Positive functional synergy of structurally integrated artificial protein dimers assembled by Click chemistry Harley L. Worthy, Husam Sabah Auhim, W. David Jamieson, Jacob R. Pope, Aaron Wall, Robert Batchelor, Rachel L. Johnson, Daniel W. Watkins, Pierre Rizkallah, Oliver K. Castell, D. Dafydd Jones Communications Chemistry, 2019 Construction of artificial higher order protein complexes allows sampling of structural architectures and functional features not accessible by classical monomeric proteins. Here, we combine in silico modelling with expanded genetic code facilitated strain promoted azide-alkyne cycloaddition to construct artificial complexes that are structurally integrated protein dimers and demonstrate functional synergy. Using fluorescent proteins sfGFP and Venus as models, homodimers and heterodimers are constructed that switched ON once assembled and display enhanced spectral properties.
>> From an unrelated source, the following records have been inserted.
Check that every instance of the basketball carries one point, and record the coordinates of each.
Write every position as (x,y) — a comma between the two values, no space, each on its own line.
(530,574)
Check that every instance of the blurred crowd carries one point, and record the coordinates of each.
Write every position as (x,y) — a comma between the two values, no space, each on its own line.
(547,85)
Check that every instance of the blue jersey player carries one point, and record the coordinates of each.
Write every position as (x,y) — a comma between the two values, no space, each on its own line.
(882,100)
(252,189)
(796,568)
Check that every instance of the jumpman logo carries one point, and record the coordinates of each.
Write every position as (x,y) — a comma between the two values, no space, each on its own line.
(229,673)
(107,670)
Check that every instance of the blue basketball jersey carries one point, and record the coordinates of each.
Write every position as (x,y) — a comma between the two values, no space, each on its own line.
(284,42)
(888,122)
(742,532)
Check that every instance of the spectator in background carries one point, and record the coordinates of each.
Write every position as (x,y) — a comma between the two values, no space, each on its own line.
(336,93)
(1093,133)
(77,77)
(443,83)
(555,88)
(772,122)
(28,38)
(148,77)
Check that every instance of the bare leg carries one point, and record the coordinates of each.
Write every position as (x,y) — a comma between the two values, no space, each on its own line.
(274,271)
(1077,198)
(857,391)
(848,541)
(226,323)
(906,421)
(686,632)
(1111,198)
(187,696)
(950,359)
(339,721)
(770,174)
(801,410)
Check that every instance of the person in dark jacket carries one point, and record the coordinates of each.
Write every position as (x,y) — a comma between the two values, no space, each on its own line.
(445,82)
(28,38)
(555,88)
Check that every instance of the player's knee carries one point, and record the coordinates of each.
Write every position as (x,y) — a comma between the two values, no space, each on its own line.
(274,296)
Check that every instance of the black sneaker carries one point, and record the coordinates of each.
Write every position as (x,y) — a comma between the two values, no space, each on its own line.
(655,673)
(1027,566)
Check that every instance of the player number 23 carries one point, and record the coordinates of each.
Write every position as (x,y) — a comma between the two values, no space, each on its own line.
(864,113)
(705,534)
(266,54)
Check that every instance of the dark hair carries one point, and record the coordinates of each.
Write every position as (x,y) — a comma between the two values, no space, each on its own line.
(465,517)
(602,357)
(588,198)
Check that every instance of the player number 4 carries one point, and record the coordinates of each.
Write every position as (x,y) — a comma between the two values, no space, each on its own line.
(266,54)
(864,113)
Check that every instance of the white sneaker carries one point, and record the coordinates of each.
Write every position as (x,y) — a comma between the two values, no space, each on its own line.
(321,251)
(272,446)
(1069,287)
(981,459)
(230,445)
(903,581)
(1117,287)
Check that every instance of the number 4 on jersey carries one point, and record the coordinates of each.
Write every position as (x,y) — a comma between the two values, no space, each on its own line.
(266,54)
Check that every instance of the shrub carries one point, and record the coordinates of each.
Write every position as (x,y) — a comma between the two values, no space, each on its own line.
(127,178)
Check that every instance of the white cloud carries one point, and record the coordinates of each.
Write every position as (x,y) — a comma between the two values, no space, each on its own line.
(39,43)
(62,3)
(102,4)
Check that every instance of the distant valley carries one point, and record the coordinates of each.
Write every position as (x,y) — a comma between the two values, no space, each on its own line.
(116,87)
Symmetrical crosslinks are found to be important for functional enhancement. The determined molecular structure of one artificial dimer shows that a new long-range polar network comprised mostly of organised water molecules links the two chromophores leading to activation and functional enhancement. Single molecule analysis reveals the dimer is more resistant to photobleaching spending longer times in the ON state. Thus, genetically encoded bioorthogonal chemistry can be used to generate truly integrated artificial protein complexes that enhance function.Oligomerisation is widely used to engineer proteins and peptides with desirable properties. Here, covalent homodimers and heterodimers of fluorescent proteins are designed in silico and experimentally shown to exhibit differing spectral properties depending upon the structure of the protein-protein interface.